Jali braced her arms behind her, mind racing, discarding the question of what magic he spoke of for another time. She seized on her last chance at survival. “Set me free, and I will hunt you again. If I cannot be good for food, I can be good for amusement.” Her voice cracked as a fresh wave of pain rolled up her leg, and she shuddered.
The orne cackled. In another movement that seemed all at once graceful and awkward, it flipped to land beside her. With the ease of a child lifting a ball, he tossed the boulder aside.
Jali stuffed her fist into her mouth to hold back her rising gorge. Her ankle was a mangle of blood, bone and flesh. She could wrap it, and make the journey home. But the orne would continue to stalk and feed off her village, because he had no reason not to.
The creature stared with fascination at her ruined foot. “You cannot walk on that.” It cocked its oddly shaped head at her, so that the point of one horn pressed into the meat of her calf. “I wonder if my healing magic would work on you.” His lips twisted and eyes brightened with mirth. “Would you like me to heal you.”
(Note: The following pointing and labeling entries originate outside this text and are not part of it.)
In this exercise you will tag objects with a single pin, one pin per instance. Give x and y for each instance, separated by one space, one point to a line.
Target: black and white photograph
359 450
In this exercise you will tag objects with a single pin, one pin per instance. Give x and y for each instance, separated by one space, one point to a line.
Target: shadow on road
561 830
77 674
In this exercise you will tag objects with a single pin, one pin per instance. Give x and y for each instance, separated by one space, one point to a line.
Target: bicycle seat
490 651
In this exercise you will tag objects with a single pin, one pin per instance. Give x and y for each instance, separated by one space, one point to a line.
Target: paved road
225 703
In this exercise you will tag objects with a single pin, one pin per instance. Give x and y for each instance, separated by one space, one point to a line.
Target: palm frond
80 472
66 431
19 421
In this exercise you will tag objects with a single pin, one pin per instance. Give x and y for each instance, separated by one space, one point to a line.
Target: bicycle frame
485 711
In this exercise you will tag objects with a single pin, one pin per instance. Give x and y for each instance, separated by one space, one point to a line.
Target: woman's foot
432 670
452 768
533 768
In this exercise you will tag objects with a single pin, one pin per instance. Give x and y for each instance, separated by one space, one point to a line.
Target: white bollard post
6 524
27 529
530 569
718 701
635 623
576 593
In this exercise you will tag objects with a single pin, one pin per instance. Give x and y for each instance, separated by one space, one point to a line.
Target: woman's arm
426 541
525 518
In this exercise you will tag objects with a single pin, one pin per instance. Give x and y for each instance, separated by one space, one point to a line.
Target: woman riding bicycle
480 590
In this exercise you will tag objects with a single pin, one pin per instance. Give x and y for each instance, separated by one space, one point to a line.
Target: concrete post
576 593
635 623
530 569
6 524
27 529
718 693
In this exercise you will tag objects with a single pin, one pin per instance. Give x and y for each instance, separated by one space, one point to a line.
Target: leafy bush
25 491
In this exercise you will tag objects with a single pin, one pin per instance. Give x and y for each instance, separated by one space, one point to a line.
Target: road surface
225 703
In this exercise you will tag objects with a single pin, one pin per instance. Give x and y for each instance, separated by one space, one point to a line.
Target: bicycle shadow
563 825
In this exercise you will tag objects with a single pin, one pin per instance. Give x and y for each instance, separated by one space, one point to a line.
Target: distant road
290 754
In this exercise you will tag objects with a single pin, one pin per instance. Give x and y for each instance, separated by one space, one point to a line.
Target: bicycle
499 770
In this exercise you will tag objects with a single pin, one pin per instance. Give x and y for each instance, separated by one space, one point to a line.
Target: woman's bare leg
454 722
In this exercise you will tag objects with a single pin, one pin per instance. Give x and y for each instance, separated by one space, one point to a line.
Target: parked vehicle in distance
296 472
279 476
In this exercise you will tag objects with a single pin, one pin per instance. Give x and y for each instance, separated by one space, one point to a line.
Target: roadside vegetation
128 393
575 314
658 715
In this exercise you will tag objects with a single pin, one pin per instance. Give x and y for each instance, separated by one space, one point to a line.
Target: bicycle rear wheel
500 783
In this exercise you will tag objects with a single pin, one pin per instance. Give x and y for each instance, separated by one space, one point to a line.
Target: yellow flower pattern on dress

Jali stiffened. Dangerous to ask, or even accept help from an orne. To owe any of the Fair Folk a debt would always demand far too high a price. Jali swallowed down her fear. “If you did, it would be for yourself, so I will hunt you again.” She bit her lip. Too risky to say she could make it home. “I am mortal, and accepting of my death.” Those words might prove equally risky.
The orne laughed out loud and clapped its hands. “Clever girl. Oh, so clever. Yes, I shall heal you and we shall have our chase.”
His horns glowed, and seemed to writhe like a collection of snakes. He tilted his head again, and the horn point stabbed into Jali’s wounded leg.
She cried out, and watched, heart pounding, as pearly liquid dribbled down the length of the horn. It flowed over her skin, more like a breath of cool air then liquid. Jali’s leg burned. She squeezed her eyes shut against the rising pain until she could no longer bare it.
She opened her eyes with a gasp. And found her foot and ankle whole and unbroken. She looked up.
The orne did a standing flip, and landed several yards away in the form of a massive white stag. With a bellow, he galloped away.
Jali stood. Though her mind protested the movement, her leg gave no twinge, not even the slightest suggestion she’d been injured. She snatched up her bow, arrows and pack and gave chase.
As she had before, she pursued the beast. Often it looked like a stag, but sometimes she glimpsed it as a man-like creature, spindly legs leaping and twisting in utterly inhuman ways. Never, in all her pursuit, did Jali gain enough to draw her bow.
After some time, she realized with a sinking heart, she was not tracking the creature. Any moment it occurred to her to look for trail signs of his passage, he would appear, a flash of white through the trees.
Jali stopped running.
There, a flash of antler. Jali waited, eyes roving the trees.
A glimpse of hoof and tail, to her right.
All a trick. The orne trailed her along, and would keep doing so until she collapsed from exhaustion.
****
See you all Thursday for part 3.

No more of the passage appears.